The long 'silence' around a Scottish island emigration from Uist to Canada on SS Marloch as it marks 100 years
The stark choice for islanders was, one priest believed, to “emigrate or starve” and it was against this backdrop that around 300 people from families across Barra and Uist boarded the SS Marloch to begin a new life in Canada 100 years ago.
Since then, a certain “silence” has surrounded the emigration of families given the controversies and difficulties faced by those who crossed the Atlantic in April 1923 in search of a better life, according to Father Michael MacDonald, the parish priest of Ardkenneth in Iochdar, South Uist.
Fr MacDonald has long researched the circumstances surrounding the emigration masterminded by Father Andrew MacDonnell, a Highlander and former monk at Fort Augustus Abbey who went on to serve as priest for a Canadian regiment during World War One and then as a paid “agent” for the Canadian Government to find people to settle the land.

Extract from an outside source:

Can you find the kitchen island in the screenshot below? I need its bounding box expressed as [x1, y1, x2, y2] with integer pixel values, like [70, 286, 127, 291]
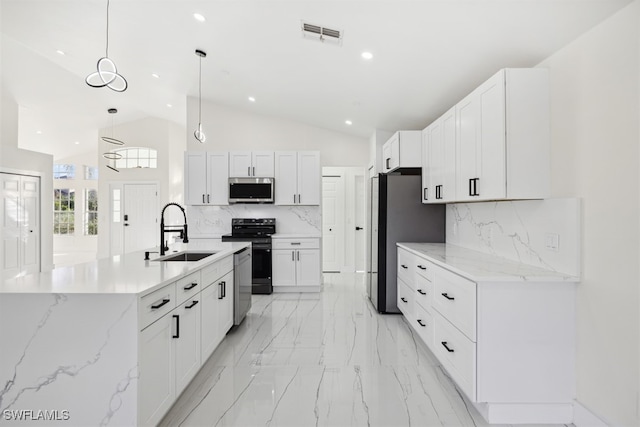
[0, 241, 250, 426]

Unbeknown to his civil service bosses, Fr MacDonnell’s planned to create a new Catholic settlement, called Clandonald, in Alberta, with his vision gaining support among the Bishops of Scotland at the time.
“Andrew MacDonnell was quite a character and quite a controversial character,” Fr MacDonald said. “He got this notion, and it sounds to us today to be completely mad, to set up a Catholic community on the prairies of Canada.
“So he convinced the Archbishops of Glasgow, Edinburgh, St Andrews and Argyll and the Isles, basically anyone who mattered in the Catholic Church in Scotland – and then the Archbishop of Edmonton, Canada – that this would be the thing to do and the letters of support are all there.
“Fr MacDonnell never said – other than to Bishops and people like that – that he was involved in such a selection process. And he certainly never said it to the Canadian Government. He would never have got away with it, not a chance.
“From reading his letters, he talks about the necessity of preserving people of Catholic faith and of the Gaelic language from the world. The Marloch is the one about which people have been silent for 100 years. Nothing was said. I think party because of shame that it didn’t work out for so many.”
Fr MacDonnell, as managing director of the Scottish Emigration Aid Society, borrowed money to buy land from the Canadian Pacific Railway for the new community, with tenants taking loans from the Canadian government for the travel.
At the time, post-war recession impacted the fishing markets – with reports that herring couldn’t even be given away to the poor of Glasgow – and crofting townships were in the process being broken up. The parish priest of Daliburgh said he didn’t know how people managed to live. As far as he was concerned, it was a case of “emigrate or starve”.
Meanwhile, the passage to Canada came with multiple promises of a route to prosperity.
Fr MacDonald said: “The national economy is changing from a war economy to a peace economy and that can’t be done instantly. The effects that had on the islands, which were on a low ebb anyway, were particularly difficult.”
He said passage on the Marloch came amid a broader “emigration fever” and a “sense of payback” to the colonies for the support they had given to Great Britain during the war.
But for those who stepped on the boat at Lochboisdale, poor communication beset the voyage even before it started.
Fr MacDonald said: “The people thought they were going to be gifted land for nothing and everything would be prepared for them. There were places that were prepared for them, but the complaints were very, very strong. The wood from which the first habitations was made was still green, it wasn’t seasoned. The houses weren’t insulated, the ground was supposed to be ploughed enough to give them a start. That wasn’t done. Implements were to be provided, they weren’t there. There was quite a long list.
“I wouldn’t be entirely hard on MacDonnell as there were things that happened outwith his control. When they arrived in New Brunswick, there was an outbreak of measles and 100 children became unwell. He had to hire nursing staff and doctors to deal with them.”
Only 48 islanders settled at the new settlement of Clandonald, with the remainder “legging it” to America and other parts of Canada and only around 15 per cent of residents paying back their travel loans.
Those who stayed formed a “settlers’ union” to tackle lack of support for the new arrivals with the support of Father John MacMillan, the first priest of Clandonald, who petitioned the Canadian government for their rights.
The problems at Clandonald led Bishop Martin, the Bishop of Argyll and the Isles to issue a pastoral letter in 1927 stating the Church would no longer support emigration schemes. Priests were banned from getting involved.
Fr MacDonald said: “I think it was a painful experience for many and it took to the post-war period of World War Two for those in Clandonald to break through. For those who moved elsewhere, they are not likely to surface. What strikes me is there are now those beginning to come forward who are happy to be associated with it and the connection to the islands.
He added: “There has been depopulation of the islands since the beginning of the 19th century. There has been a continuous trend and it is not really any better today.
“Emigration has always been put forward as the solution. The emigration hasn’t solved anything.”
A new monument to commemorate the SS Marloch passengers now stands at Lochboisdale, with an exhibition at Kildonan Museum in South Uist.